Mit anderen Worten: Man hält am bisherigen Kurs in der Wirtschaftspolitik fest und will diesen, wenn überhaupt, nur verstärken. Es ist klar, daß immer das Gleiche auch immer nur immer das Gleiche erzeugen wird.
Wenn Abe bei dem G7-Gipfel etwas lernen konnte, dann das, daß er tatsächliche Partner für die Revitalisierung der japanischen Wirtschaft nicht unter den G7 finden wird, solange diese an ihrem bisherigen Denken festhalten. Dabei mußte ihm der starke Kontrast zu seinem Treffen mit dem russischen Präsidenten Putin Anfang des Monats in Sotschi sicher auffallen. Bei diesen Gesprächen stand die wirtschaftliche Kooperation in Eurasien und speziell im russischen Fernen Osten im Mittelpunkt, ebenso wie beim anschließenden Rußland-ASEAN-Gipfel (ebenfalls in Sotschi), der unter dem Motto stand „Auf dem Weg zu einer strategischen Partnerschaft im Interesse des Gemeinwohls“.
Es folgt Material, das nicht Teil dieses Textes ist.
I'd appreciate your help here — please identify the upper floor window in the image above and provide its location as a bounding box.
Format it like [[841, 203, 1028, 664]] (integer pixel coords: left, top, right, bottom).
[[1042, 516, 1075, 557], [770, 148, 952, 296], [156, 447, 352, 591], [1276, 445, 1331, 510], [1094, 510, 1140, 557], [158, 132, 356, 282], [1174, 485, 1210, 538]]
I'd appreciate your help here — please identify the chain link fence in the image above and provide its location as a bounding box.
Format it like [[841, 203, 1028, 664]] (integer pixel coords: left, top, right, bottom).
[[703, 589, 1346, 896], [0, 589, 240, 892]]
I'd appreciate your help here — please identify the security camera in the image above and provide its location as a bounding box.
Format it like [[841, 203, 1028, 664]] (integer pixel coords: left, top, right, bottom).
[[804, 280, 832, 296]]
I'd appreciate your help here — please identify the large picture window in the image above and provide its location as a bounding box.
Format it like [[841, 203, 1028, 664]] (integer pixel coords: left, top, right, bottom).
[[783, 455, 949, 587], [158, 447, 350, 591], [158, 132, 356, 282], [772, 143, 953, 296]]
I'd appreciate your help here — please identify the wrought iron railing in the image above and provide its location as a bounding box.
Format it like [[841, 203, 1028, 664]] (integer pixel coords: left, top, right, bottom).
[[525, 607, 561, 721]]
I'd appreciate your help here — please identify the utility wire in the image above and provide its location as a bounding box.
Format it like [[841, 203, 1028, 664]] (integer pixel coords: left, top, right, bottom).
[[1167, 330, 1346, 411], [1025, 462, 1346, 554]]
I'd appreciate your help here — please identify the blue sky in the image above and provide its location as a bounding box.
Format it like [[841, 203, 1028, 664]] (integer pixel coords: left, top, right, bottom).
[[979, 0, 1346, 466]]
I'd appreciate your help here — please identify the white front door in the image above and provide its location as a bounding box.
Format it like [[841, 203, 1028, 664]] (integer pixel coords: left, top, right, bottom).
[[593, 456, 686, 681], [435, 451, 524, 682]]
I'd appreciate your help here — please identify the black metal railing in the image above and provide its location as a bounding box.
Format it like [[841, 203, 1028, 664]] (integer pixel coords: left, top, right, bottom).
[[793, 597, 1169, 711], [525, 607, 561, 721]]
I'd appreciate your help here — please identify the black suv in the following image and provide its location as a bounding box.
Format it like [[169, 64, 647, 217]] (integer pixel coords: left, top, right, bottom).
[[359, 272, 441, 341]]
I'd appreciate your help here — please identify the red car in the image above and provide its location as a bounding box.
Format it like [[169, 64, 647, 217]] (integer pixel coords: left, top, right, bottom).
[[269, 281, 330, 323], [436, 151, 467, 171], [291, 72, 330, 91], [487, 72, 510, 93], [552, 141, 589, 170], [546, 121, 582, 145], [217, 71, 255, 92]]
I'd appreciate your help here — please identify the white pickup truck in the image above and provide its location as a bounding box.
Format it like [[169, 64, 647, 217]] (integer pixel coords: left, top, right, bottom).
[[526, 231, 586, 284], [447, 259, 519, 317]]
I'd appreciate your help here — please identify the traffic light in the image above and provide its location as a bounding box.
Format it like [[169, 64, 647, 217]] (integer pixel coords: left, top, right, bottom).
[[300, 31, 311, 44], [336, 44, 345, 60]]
Chinas Außenminister Wang Yi, der bei einer Pressekonferenz in Beijing auf den G7-Gipfel angesprochen wurde, brachte es auf den Punkt und riet der japanischen Führung, lieber mit China zusammenarbeiten, um die asiatische Wirtschaft wieder in Schwung zu bringen, anstatt sich Sorgen über Dinge zu machen, die Japan nicht betreffen. Chinadaily.com zitierte Wang: „Wenn Japan sich beim G7-Gipfel auf Entwicklungsfragen konzentriert, die die Welt betreffen, insbesondere die Länder in der Region, und sich mit den G20 koordiniert und mit China kooperiert, dann können wir bei der Revitalisierung der asiatischen Wirtschaft zusammenarbeiten. Ich denke, das ist es, was die asiatischen Länder wollen.“
Der Verstärkung der Zusammenarbeit zur Lösung der globalen Probleme zwischen den asiatischen Ländern diente auch der viertägige Besuch des indischen Staatspräsidenten Pranab Mukherjee in China. In einer Rede vor Studenten und Lehrkräften der Universität Beijing über das Thema „Die indisch-chinesischen Beziehungen: acht Schritte zu einer bevölkerungszentrierten Partnerschaft“ sagte Präsident Mukherjee am 26. Mai: „Indien und China sind dazu bestimmt, eine bedeutende und konstruktive Rolle im 21. Jahrhundert zu spielen. Wenn Inder und Chinesen zusammenkommen, um globale Herausforderungen anzugehen und auf unseren gemeinsamen Interessen aufzubauen, dann wird es keine Grenzen dafür geben, was unsere beiden Völker gemeinsam erreichen können“, zitierte ihn Press Trust of India (PTI).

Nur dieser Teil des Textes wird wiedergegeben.